Très beau titre pour un roman terriblement efficace.
Le livre se lit avec une véritable avidité dès les premières pages. On est plongé dans les années 80-90, au cœur des quartiers nord de Marseille, et l’on suit le parcours chaotique d’une fratrie qui grandit dans une famille toxique, marquée par la violence, l’instabilité et l’absence d’amour.
C’est une histoire dure, parfois éprouvante, avec son lot de violences, de désespoirs et de désillusions. Rebecca Lighieri y parle avec une grande justesse des enfances brisées, de ces vies cabossées qui tentent de se construire malgré tout. Et pourtant, au milieu de cette noirceur, il y a une forme de beauté — fragile — notamment dans ces moments où la musique populaire devient un refuge, une façon de tenir, de combler les manques.
Roman social sombre et captivant, il séduit aussi par son écriture : un style moderne, rythmé, percutant, qui colle parfaitement à la tension du récit.
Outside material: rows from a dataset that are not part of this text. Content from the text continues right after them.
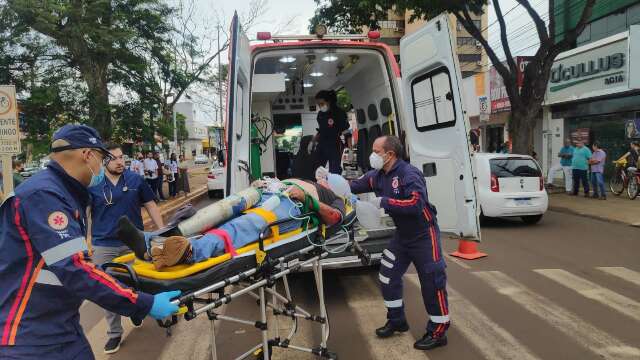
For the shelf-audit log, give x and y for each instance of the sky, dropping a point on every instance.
(292, 17)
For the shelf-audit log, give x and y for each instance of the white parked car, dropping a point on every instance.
(510, 185)
(201, 159)
(216, 182)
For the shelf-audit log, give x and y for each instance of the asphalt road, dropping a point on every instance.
(567, 288)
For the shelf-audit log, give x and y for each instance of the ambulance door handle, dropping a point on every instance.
(429, 169)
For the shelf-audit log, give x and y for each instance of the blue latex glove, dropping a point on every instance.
(162, 306)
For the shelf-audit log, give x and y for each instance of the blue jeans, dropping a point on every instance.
(597, 180)
(243, 230)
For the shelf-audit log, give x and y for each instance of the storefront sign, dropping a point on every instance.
(9, 127)
(596, 69)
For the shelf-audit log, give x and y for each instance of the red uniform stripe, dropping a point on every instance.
(25, 277)
(404, 203)
(78, 261)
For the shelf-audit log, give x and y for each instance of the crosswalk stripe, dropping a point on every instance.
(623, 273)
(593, 291)
(585, 334)
(370, 313)
(489, 338)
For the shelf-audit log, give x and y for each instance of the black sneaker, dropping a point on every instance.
(113, 345)
(137, 323)
(428, 342)
(389, 329)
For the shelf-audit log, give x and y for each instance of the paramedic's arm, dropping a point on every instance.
(414, 203)
(363, 184)
(56, 234)
(147, 199)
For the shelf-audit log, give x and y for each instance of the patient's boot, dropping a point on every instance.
(132, 237)
(174, 250)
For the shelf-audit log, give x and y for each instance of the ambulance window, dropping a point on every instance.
(433, 106)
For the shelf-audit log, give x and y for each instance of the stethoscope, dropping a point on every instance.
(109, 200)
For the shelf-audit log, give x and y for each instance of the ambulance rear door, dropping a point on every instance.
(436, 127)
(238, 110)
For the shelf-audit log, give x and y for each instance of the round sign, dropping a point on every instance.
(5, 103)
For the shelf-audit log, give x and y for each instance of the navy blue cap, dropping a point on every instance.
(73, 136)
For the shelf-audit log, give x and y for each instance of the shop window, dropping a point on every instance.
(433, 105)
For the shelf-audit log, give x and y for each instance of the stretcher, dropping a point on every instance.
(257, 271)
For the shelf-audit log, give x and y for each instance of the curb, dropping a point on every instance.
(591, 216)
(194, 196)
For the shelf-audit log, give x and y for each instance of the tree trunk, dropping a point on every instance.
(95, 75)
(523, 121)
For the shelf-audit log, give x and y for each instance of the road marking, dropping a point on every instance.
(370, 313)
(458, 261)
(489, 338)
(623, 273)
(593, 291)
(585, 334)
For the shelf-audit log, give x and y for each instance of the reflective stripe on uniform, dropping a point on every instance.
(48, 278)
(393, 303)
(440, 319)
(383, 279)
(64, 250)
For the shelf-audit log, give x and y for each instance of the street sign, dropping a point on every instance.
(9, 126)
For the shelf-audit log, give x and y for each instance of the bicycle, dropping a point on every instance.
(620, 180)
(634, 185)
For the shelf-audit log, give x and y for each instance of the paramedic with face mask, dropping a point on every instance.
(45, 274)
(332, 124)
(401, 191)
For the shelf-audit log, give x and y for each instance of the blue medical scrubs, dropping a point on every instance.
(110, 202)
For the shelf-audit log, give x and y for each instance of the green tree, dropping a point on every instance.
(103, 40)
(526, 101)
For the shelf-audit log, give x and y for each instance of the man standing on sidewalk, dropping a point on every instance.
(122, 193)
(151, 174)
(597, 162)
(160, 181)
(565, 155)
(580, 165)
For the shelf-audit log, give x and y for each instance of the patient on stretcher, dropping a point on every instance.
(244, 229)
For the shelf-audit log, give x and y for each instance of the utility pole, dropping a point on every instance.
(220, 80)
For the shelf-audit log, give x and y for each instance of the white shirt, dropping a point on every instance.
(151, 165)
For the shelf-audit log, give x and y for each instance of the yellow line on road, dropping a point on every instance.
(491, 340)
(623, 273)
(593, 291)
(585, 334)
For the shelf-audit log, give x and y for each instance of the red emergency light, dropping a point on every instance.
(264, 35)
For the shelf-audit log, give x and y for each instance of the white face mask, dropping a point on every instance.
(376, 161)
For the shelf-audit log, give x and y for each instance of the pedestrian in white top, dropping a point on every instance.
(151, 172)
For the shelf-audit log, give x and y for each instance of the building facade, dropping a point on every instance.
(594, 90)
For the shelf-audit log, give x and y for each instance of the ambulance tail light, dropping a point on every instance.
(495, 185)
(264, 35)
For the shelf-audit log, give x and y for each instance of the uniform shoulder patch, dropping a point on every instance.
(58, 220)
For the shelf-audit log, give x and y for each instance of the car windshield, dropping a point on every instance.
(514, 167)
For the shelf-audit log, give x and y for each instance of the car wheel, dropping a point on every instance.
(531, 219)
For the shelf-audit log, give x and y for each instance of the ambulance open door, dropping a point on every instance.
(436, 126)
(237, 126)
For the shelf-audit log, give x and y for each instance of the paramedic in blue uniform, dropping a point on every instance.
(400, 190)
(121, 193)
(332, 125)
(45, 274)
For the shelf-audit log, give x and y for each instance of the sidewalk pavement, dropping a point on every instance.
(198, 185)
(618, 209)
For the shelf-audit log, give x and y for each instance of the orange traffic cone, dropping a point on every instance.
(468, 249)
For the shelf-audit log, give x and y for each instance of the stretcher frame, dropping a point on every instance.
(258, 283)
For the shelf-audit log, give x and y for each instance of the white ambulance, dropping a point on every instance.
(278, 79)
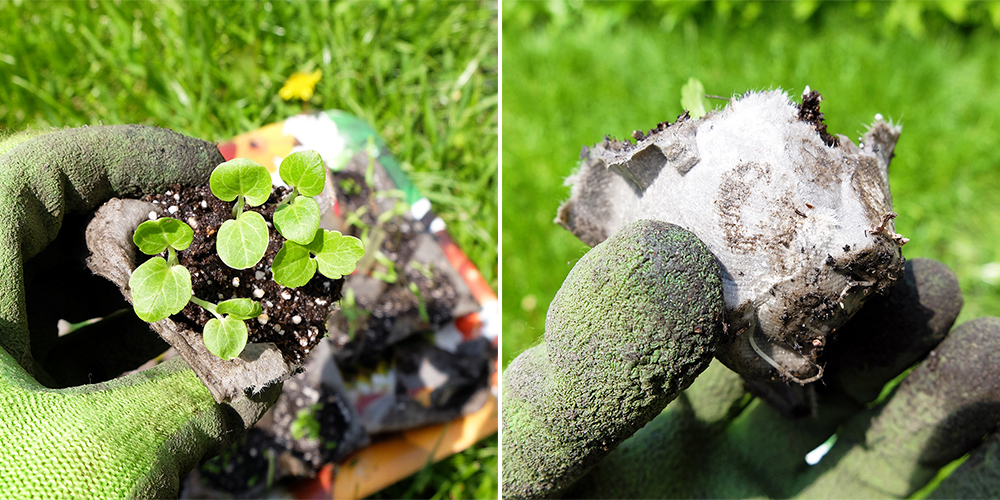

Lighieri confirme ici son talent, notamment dans l’art du portrait, en donnant vie à des personnages profondément humains, complexes et marquants. On retrouve avec force ses thèmes de prédilection : la famille, les corps, le désir, la violence des liens.
On ne s’ennuie pas une seconde, tant le récit est porté par une énergie brute et une tension constante. Et la bande-son qui accompagne l’histoire réveillera sans doute de nombreux souvenirs chez les lecteurs.
Un roman à la fois dur et vibrant, qui laisse une empreinte durable — et dont on imagine très bien une adaptation au cinéma.